Monk detestaba lo que iba a hacer. Seguía preguntándose si aún habría manera de evitarlo.

—Aquella noche, en el barco de Phillips, cuando encontramos a Scuff y al resto de los niños, me dijiste que el padre de Margaret estaba detrás de…

—Te dije que era lo que Sullivan había dicho —interrumpió Rathbone—. No tenía pruebas, y ahora está muerto por su propia mano. Cualquier cosa que supiese o creyera se fue con él.

—Las pruebas quizás hayan muerto —dijo Monk sin apartar los ojos de los de Rathbone—, pero el asunto no. Hay una mano oculta. Phillips no tenía el dinero ni los contactos necesarios para dirigir el barco y encontrar clientes a los que luego hacer chantaje.

—¿Y si era el propio Sullivan? —sugirió Rathbone, y desvió la mirada. Monk no se molestó en contestar. Ambos sabían que Sullivan carecía del temple y la inteligencia necesarios. Era un hombre vencido por sus apetitos, que acabó muriendo a causa de ellos; finalmente, fue una víctima más.

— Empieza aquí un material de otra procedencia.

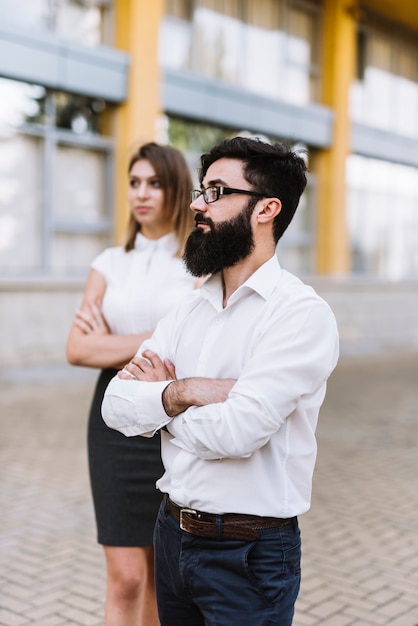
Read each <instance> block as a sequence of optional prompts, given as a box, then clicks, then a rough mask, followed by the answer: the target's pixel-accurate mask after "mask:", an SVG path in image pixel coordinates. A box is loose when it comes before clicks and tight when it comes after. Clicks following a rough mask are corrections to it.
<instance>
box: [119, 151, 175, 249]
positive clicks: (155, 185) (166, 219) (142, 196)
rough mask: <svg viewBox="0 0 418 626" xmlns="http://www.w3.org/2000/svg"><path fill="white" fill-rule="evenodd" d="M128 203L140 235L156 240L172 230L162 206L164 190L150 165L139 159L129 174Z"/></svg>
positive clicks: (166, 211) (163, 196)
mask: <svg viewBox="0 0 418 626" xmlns="http://www.w3.org/2000/svg"><path fill="white" fill-rule="evenodd" d="M128 201H129V205H130V208H131V212H132V215H133V217H134V219H135V220H136V221H137V222H138V224H140V225H141V233H142V234H143V235H144V236H145V237H148V239H158V238H159V237H162V236H163V235H166V234H167V233H169V232H170V231H171V230H172V226H171V224H170V221H169V219H168V216H167V211H166V207H165V204H164V190H163V189H162V188H161V185H160V181H159V180H158V177H157V174H156V173H155V170H154V168H153V166H152V165H151V163H150V162H149V161H147V159H141V160H139V161H136V163H134V164H133V166H132V168H131V171H130V172H129V191H128Z"/></svg>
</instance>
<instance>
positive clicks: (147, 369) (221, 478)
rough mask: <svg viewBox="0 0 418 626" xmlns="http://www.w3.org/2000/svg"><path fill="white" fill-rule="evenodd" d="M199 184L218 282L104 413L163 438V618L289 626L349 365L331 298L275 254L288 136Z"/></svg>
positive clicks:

Rathbone volvió a levantar la vista.

—De acuerdo, no era Sullivan. Pero pudo culpar a cualquiera con excepción de sí mismo. ¿Por qué elegir a Ballinger? No hay nada en lo que basarse, Monk. Era un hombre desesperado y patético. Murió de una manera espantosa y se llevó consigo a Phillips, que lo merecía más que ningún otro hombre. No puedo hacer más, estoy atado de pies y manos. El barco ha sido desguazado y los niños son libres. Deja que las demás víctimas restañen sus heridas en paz. —Torció el gesto con una repugnancia imposible de disimular—. La pornografía es cruel y obscena, pero no hay modo de impedir que los hombres miren lo que quieran en sus propias casas. Si quieres emprender una cruzada, existen causas más fructíferas.

—Solo quiero poner fin al sufrimiento de Scuff —contestó Monk—. Y para lograrlo debo impedir que les suceda lo mismo a otros niños, a los amigos que dejó atrás.

—Te ayudaré, pero siempre en el marco de la ley.

Monk se puso de pie.

—Quiero a quien esté detrás de todo esto.

—Dame pruebas e interpondré una acción judicial —prometió Rathbone—. Pero no voy a consentir una caza de brujas. No la emprendas… o lo lamentarás. Las cazas de brujas suelen descontrolarse y causan sufrimiento a inocentes. No lo olvides, Monk.

Monk no dijo nada. Estrechó la mano de Rathbone y se marchó.